On pourrait reprocher aux scénarios décrits dans le présent document de prévoir des résultats trop modestes pour les groupes à risque élevé, ce qui aurait pour effet d’orienter l’analyse en faveur des stratégies de prévention axées sur la population générale. Cependant, comme le montre le tableau 4, les scénarios axés sur la population à risque élevé prévoient un taux de succès beaucoup plus élevé (diminution de 50 % de cas) que les scénarios axés sur la population générale (36,1 % et 25,3 %, respectivement). Si nous modifions l’analyse de façon à ce que les scénarios axés sur la population à risque élevé aient le même taux de succès que les scénarios axés sur la population générale en matière de prévention, les scénarios axés sur la population à risque élevé obtiendraient des résultats encore plus faibles comparativement aux scénarios de prévention axés sur la population générale.
Malgré ces limites, la présente recherche fait ressortir la nécessité d’examiner les conséquences des différentes stratégies de prévention au moyen de méthodes qui ne se contentent pas d’établir une signification statistique entre les groupes à risque. L’analyse de Gini et les scénarios de prévention utilisés dans la présente étude se sont avérés des outils heuristiques utiles pour étudier les effets possibles de différentes stratégies de prévention et pour montrer de façon empirique quelles sont les stratégies susceptibles de faire une différence à long terme et quelles sont celles qui sont moins susceptibles de le faire.

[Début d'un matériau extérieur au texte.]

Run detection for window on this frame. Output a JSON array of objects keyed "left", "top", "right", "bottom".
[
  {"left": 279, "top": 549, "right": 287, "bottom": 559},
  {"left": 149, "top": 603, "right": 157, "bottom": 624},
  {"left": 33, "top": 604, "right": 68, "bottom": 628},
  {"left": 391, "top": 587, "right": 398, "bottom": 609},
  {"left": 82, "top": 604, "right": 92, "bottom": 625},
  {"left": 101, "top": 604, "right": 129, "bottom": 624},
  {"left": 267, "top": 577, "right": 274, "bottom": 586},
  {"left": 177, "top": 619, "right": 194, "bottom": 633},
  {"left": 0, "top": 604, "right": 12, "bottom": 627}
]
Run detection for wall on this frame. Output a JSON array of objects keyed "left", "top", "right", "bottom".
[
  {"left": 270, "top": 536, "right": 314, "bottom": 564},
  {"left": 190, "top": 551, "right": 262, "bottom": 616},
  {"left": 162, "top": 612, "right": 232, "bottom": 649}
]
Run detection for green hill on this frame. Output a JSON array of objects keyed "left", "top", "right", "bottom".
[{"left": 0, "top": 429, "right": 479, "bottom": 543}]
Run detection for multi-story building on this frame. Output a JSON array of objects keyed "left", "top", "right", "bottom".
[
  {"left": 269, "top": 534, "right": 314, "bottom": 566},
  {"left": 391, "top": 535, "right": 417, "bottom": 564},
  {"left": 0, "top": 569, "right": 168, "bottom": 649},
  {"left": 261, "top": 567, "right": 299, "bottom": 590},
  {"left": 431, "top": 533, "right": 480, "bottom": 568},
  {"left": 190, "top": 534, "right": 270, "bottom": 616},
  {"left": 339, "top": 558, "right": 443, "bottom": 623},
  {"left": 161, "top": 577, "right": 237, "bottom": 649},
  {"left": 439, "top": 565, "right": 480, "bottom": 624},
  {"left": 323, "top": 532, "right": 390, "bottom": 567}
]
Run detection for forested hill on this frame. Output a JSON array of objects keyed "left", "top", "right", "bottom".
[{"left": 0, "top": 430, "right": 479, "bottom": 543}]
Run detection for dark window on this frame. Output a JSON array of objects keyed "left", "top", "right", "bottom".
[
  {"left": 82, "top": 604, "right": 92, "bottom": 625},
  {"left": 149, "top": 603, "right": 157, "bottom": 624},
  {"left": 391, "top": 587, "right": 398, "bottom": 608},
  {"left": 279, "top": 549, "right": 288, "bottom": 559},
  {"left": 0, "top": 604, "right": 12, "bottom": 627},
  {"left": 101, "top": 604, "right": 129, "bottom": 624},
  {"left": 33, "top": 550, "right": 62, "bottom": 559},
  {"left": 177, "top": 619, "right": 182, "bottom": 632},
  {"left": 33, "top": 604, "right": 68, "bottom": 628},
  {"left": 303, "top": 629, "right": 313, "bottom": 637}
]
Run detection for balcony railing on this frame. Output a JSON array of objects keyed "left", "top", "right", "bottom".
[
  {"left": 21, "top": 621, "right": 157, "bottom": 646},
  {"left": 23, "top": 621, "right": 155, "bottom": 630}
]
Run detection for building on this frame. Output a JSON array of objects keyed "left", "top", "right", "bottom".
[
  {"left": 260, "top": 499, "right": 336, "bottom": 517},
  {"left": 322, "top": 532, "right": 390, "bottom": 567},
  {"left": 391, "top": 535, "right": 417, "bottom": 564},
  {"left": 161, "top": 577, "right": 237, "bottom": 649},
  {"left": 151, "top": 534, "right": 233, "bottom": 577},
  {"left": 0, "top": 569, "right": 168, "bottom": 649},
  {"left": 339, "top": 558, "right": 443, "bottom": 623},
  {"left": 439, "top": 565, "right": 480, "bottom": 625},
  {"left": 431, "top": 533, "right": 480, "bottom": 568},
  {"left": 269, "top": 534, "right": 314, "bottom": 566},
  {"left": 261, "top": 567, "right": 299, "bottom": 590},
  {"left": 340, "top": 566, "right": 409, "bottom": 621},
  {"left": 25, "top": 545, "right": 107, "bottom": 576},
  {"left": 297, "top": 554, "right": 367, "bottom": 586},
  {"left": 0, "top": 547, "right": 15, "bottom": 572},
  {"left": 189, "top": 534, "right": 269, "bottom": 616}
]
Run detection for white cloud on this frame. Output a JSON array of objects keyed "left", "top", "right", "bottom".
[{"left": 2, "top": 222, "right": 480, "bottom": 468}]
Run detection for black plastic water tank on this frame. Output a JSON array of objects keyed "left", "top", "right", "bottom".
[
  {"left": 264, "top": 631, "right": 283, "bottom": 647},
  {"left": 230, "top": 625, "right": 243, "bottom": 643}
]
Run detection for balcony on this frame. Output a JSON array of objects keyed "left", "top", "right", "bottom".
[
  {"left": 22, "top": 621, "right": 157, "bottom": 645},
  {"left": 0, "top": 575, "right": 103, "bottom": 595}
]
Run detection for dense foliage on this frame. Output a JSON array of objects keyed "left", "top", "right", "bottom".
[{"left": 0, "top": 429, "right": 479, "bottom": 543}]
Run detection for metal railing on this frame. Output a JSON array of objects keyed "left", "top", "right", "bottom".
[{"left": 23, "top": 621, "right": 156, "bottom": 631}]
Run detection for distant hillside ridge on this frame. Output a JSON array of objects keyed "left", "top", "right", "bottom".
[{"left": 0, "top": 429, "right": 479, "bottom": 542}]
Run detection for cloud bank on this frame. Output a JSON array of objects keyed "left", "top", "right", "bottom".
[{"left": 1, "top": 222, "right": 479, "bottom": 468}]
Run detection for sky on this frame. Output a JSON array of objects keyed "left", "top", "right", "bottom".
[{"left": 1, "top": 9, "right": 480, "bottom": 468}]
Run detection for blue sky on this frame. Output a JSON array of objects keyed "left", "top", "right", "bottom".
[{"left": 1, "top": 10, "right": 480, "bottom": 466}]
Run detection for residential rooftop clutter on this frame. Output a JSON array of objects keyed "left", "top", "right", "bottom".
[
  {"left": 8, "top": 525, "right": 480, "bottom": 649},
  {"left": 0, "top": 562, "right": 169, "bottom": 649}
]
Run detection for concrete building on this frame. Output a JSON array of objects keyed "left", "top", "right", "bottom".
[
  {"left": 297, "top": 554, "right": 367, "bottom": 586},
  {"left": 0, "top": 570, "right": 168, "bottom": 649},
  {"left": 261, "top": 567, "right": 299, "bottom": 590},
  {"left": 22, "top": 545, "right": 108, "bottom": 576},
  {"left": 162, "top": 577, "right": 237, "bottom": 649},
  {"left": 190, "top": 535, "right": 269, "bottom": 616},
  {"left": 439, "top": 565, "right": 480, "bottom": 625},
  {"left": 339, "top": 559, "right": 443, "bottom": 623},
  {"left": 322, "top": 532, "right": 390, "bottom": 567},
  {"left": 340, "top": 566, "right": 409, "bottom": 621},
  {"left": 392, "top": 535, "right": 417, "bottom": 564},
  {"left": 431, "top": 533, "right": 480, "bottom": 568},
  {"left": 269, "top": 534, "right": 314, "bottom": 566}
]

L’étude révèle que des recherches plus poussées sont requises pour comprendre les dimensions de cet environnement obésogène et la façon dont elles ont évolué au fil du temps pour influer sur le poids corporel des Canadiens. À cette fin, il faudra surveiller étroitement le régime et le niveau d’activité physique des Canadiens et mener des enquêtes permanentes sur le poids de la population au moyen de mesures de la taille et du poids. La présente recherche permettra de justifier plus solidement les efforts de prévention axés sur la population générale afin de pouvoir tourner cette page plutôt sombre de la santé publique canadienne.